Updated: Apr 12, 2023



The IRS Section 125 rules apply to every employer that lets employees pay for benefits with pre-tax dollars. These rules say that employers who allow pre-tax payment of benefits must have a written document (called a POP- Premium Only Plan, Salary reduction plan, premium only plan, premium conversion plan, premium payment plan, Section 125 cafeteria plan). Failure to adopt a POP plan document prior to the plan's effective date or failure to operate in compliance with the document or the regulations can result in disqualification of the entire plan's favorable tax status. In other words, all benefits and premiums could become taxable to the employer and employee, including past years where there was no plan document in place.

Under a salary reduction premium only plan, or POP for short, employees choose to either reduce their salary to purchase health insurance on a pre-tax basis, or to receive their full salary in cash and not take group insurance benefits under the cafeteria plan. Thus, employees choose between a qualified benefit (health, dental, vision insurance) and cash (unreduced salary). The proposed IRS regulations recognize that salary reduction (or perhaps more correctly, the option not to elect benefits but to receive regular pay) may serve as the “cash” option in a cafeteria plan.


At a high level, the 125 regulations say that the POP must contain the following information:

  • Specific description of each of the benefits available under the POP (e.g.- pre-tax payment for certain employer-provided health coverage, health FSA, Dependent Care FSA and an HSA).

  • Periods of coverage and plan year

  • Any opt-out or cash in lieu benefits

  • Participation rules

  • Election procedures and permissible election change events (ie- "qualifying life events" as usually called)

  • Source of salary reduction (from taxable compensation, sick pay, PTO, severance pay, etc.)

  • Any employer contributions

  • Any maximum contributions, grace periods, carryover provisions (with an FSA or Dependent care FSA, generally)
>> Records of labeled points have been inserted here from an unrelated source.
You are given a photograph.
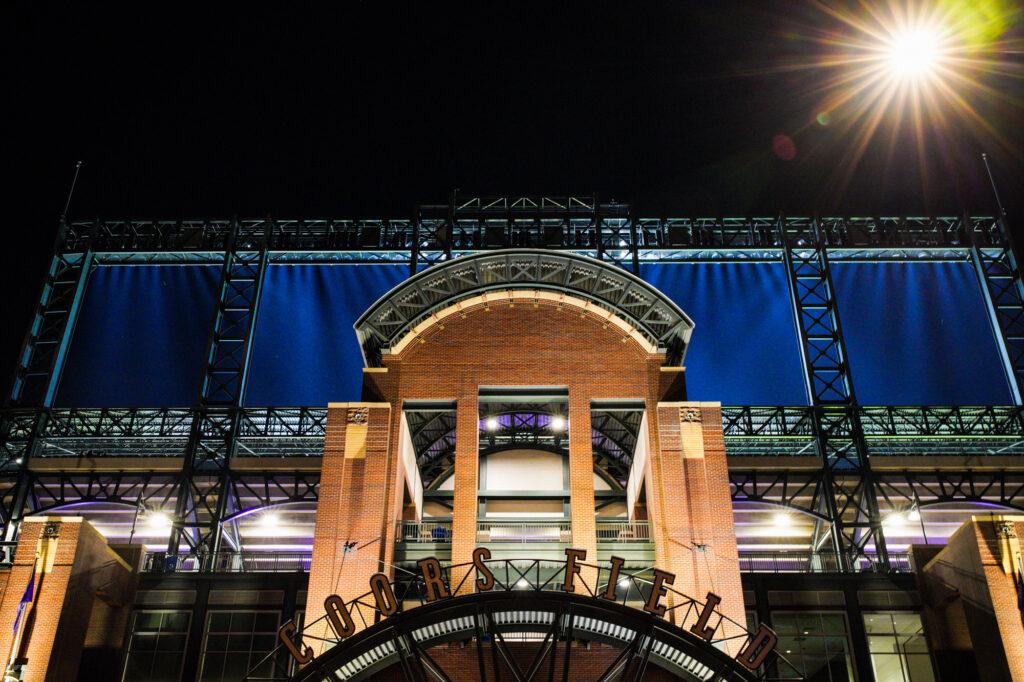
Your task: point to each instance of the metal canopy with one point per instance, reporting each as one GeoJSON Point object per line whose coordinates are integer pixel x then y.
{"type": "Point", "coordinates": [404, 639]}
{"type": "Point", "coordinates": [611, 288]}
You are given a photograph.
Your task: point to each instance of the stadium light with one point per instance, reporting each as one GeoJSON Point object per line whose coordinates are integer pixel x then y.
{"type": "Point", "coordinates": [158, 520]}
{"type": "Point", "coordinates": [269, 521]}
{"type": "Point", "coordinates": [782, 520]}
{"type": "Point", "coordinates": [914, 52]}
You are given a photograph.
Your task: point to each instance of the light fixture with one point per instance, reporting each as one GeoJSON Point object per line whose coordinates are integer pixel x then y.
{"type": "Point", "coordinates": [893, 521]}
{"type": "Point", "coordinates": [158, 520]}
{"type": "Point", "coordinates": [782, 520]}
{"type": "Point", "coordinates": [913, 52]}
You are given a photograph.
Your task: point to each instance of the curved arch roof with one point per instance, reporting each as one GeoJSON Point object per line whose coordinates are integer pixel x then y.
{"type": "Point", "coordinates": [645, 308]}
{"type": "Point", "coordinates": [381, 645]}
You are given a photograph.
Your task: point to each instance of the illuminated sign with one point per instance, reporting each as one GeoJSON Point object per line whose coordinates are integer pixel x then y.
{"type": "Point", "coordinates": [751, 655]}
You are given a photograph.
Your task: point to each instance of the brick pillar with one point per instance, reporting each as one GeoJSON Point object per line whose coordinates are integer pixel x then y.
{"type": "Point", "coordinates": [582, 484]}
{"type": "Point", "coordinates": [358, 477]}
{"type": "Point", "coordinates": [75, 568]}
{"type": "Point", "coordinates": [690, 505]}
{"type": "Point", "coordinates": [972, 612]}
{"type": "Point", "coordinates": [464, 503]}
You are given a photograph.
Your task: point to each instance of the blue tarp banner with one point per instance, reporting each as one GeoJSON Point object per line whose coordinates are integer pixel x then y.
{"type": "Point", "coordinates": [919, 334]}
{"type": "Point", "coordinates": [916, 334]}
{"type": "Point", "coordinates": [744, 348]}
{"type": "Point", "coordinates": [140, 337]}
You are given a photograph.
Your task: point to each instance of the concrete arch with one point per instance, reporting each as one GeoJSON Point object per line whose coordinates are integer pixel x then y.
{"type": "Point", "coordinates": [629, 301]}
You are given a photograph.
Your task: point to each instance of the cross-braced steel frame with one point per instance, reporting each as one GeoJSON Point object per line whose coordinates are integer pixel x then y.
{"type": "Point", "coordinates": [209, 436]}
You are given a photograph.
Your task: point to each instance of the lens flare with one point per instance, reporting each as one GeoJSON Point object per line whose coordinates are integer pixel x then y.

Most employers will use the assistance of a vendor or TPA to prepare a POP. However, the plan sponsor must keep in mind that the TPA is merely acting on behalf of the plan sponsor in preparing this document. The TPA has no independent responsibility for preparing or maintaining the plan document (beyond its contractual arrangement with the plan sponsor). The plan sponsor remains responsible for the terms included within the plan document.


As a result, employer plan sponsors should regularly review their POP document to ensure that it continues to meet the requirements and is kept up to date.